Western blot analysis
Total proteins were lysed from cells and tissues using radioimmunoprecipitation assay buffer (Beijing Solarbio Science & Technology Co., Ltd.), and protein concentrations were determined using bicinchoninic acid protein assay (Thermo Fisher Scientific, Inc.). Proteins (1 µg/µl; 10 µg/lane) were separated by 12% SDS-PAGE and were transferred onto polyvinylidene fluoride membranes (Hangzhou RENO Membrane Technology, Co., Ltd., Hangzhou, China, www.renomem.com). Subsequently, 5% non-fat milk was used to block the membranes at room temperature for 1.5 h. The membranes were then hybridized to anti-α1-AT (cat. no. ab179443, 1:1,000; Abcam, Cambridge, MA, USA), anti-E-cadherin (cat. no. ab15148, 1:800; Abcam), anti-tissue inhibitor of metalloproteinases-2 (TIMP2; cat. no. ab180630, 1:1,000; Abcam), anti-metastatic tumour antigen 1 (MTA1; cat. no. ab751, 1:1,000; Abcam), anti-matrix metalloproteinase-2 (MMP2; cat. no. ab37150, 1:1,200; Abcam), anti-phosphorylated (p)-PI3K (cat. no. ab182651, 1:1,000; Abcam), anti-PI3K (cat. no. MAB2686, 1:600; R&D Systems, Inc.), anti-p-Akt (cat. no. MAB887, 1:800; R&D Systems, Inc.), anti-Akt (cat. no. MAB2055, 1:800; R&D Systems, Inc.), anti-p-mTOR (cat. no. ab109268, 1:1,000; Abcam), anti-mTOR (cat. no. ab32028, 1:1,000; Abcam) and anti-β-actin (cat. no. ab8227, 1:600; Abcam) at 4°C for 24 h. Subsequently, the membranes were hybridized to the corresponding secondary antibodies (Abcam): Horseradish peroxidase (HRP)-conjugated donkey anti-mouse immunoglobulin (Ig)G H&L (cat. no. ab6820, 1:7,000), HRP-conjugated rabbit anti-mouse IgG H&L (cat. no. ab6728, 1:7,000) and HRP-conjugated goat anti-rabbit IgG H&L (cat. no. ab6721, 1:7,000) at 37°C for 60 min. The blots were detected by enhanced chemiluminescence detection reagent (Shanghai Yeasen Biotechnology Co., Ltd., Shanghai, China). VisionWorks® LS Image Acquisition and Analysis software version 7.0 (UVP, LLC, Phoenix, AZ, USA) was used to quantify band intensities.
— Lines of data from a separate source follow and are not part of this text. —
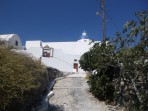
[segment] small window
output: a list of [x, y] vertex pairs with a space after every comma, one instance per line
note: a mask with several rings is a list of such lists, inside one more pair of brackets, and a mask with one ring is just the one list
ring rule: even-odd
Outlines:
[[74, 61], [77, 61], [77, 59], [74, 59]]
[[18, 46], [18, 41], [17, 40], [15, 41], [15, 45]]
Cell Counting kit-8 (CCK-8) assay
Cell viability was assessed by CCK-8 (Dalian Meilun Biotechnology Co., Ltd., Dalian, China). Briefly, cells were seeded in a 96-well plate (3×103 cells/well) at 37°C for 24 h. Subsequently, cells were exposed to PBS (control), miRNA NC or miR-214 inhibitor at 37°C for 6, 12 and 24 h. CCK-8 reagent (10 µl) was then added to the cells, which were incubated for a further 4 h at 37°C. The optical density value was then assessed at 450 nm using a microplate reader (SMR16.1; Uscn Life Sciences, Inc., Wuhan, China).
Wound-healing assay
Cells were seeded in a 6-well plate (6×104 cells/well) and were cultured for 24 h. The cells were then exposed to PBS (control), or were transfected with miRNA NC or miR-214 inhibitor. Subsequently, the cells were scratched using a 200-µl pipette tip (Thermo Fisher Scientific, Inc.). Following culturing at 37°C for 24 h, the cells were observed under a DSX100 optical microscope (Olympus Corporation, Tokyo, Japan).
Transwell assay
Matrigel (200 µg/ml, 100 µl; BD Biosciences, Franklin Lakes, NJ, USA) was added to the upper Transwell chamber at room temperature until it solidified, after which, cells were added to the upper chamber. The medium supplemented with 15% FBS was added to the lower chamber. The transfected cells were centrifuged at 5,000 × g for 20 min at 4°C, and the cell suspension (2×105 cells/ml) was cultured in the upper chamber at 37°C for 24 h. Crystal violet (0.1%; Shanghai Gefan Biotechnology Co., Ltd., Shanghai, China) was used to stain the cells for 20 min. Finally, cells were observed under a DSX100 optical microscope (Olympus Corporation).
Statistical analysis
All data are presented as the mean ± standard error of mean, as determined by Excel 2010 (Microsoft Corporation, Redmond, WA, USA). Data were analyzed using SPSS software (version 13.0; SPSS, Inc., Chicago, IL, USA). The differences among groups were determined by one-way analysis of variance, followed by Dunnett's test. Each experiment was performed in triplicate and repeated three times. P<0.05 was considered to indicate a statistically significant difference.
Results
Expression levels of miR-214 and α1-AT among patients with BC
RT-qPCR was used to analyze the expression levels of miR-214 and α1-AT in normal, n-TNBC and TNBC tissues. In n-TNBC and TNBC tissues, the expression levels of miR-214 were higher and the mRNA expression levels of α1-AT were lower than in normal tissue (P<0.01; Fig. 1A and 1B). In addition, according to miRanda, α1-AT was predicted to possess an miR-214-binding site (Fig. 1C). Subsequently, it was revealed that the luciferase activity of α1-AT-3′UTR was reduced in cells transfected with miR-214 mimics; however, miR-214 mimics did not affect the luciferase activity of α1-AT-3′UTR mut (Fig. 1D). Furthermore, the expression levels of α1-AT were decreased following upregulation of miR-214 via transfection with miR-214 mimics (Fig. 1E-G). These results suggested that α1-AT may be a target of miR-214.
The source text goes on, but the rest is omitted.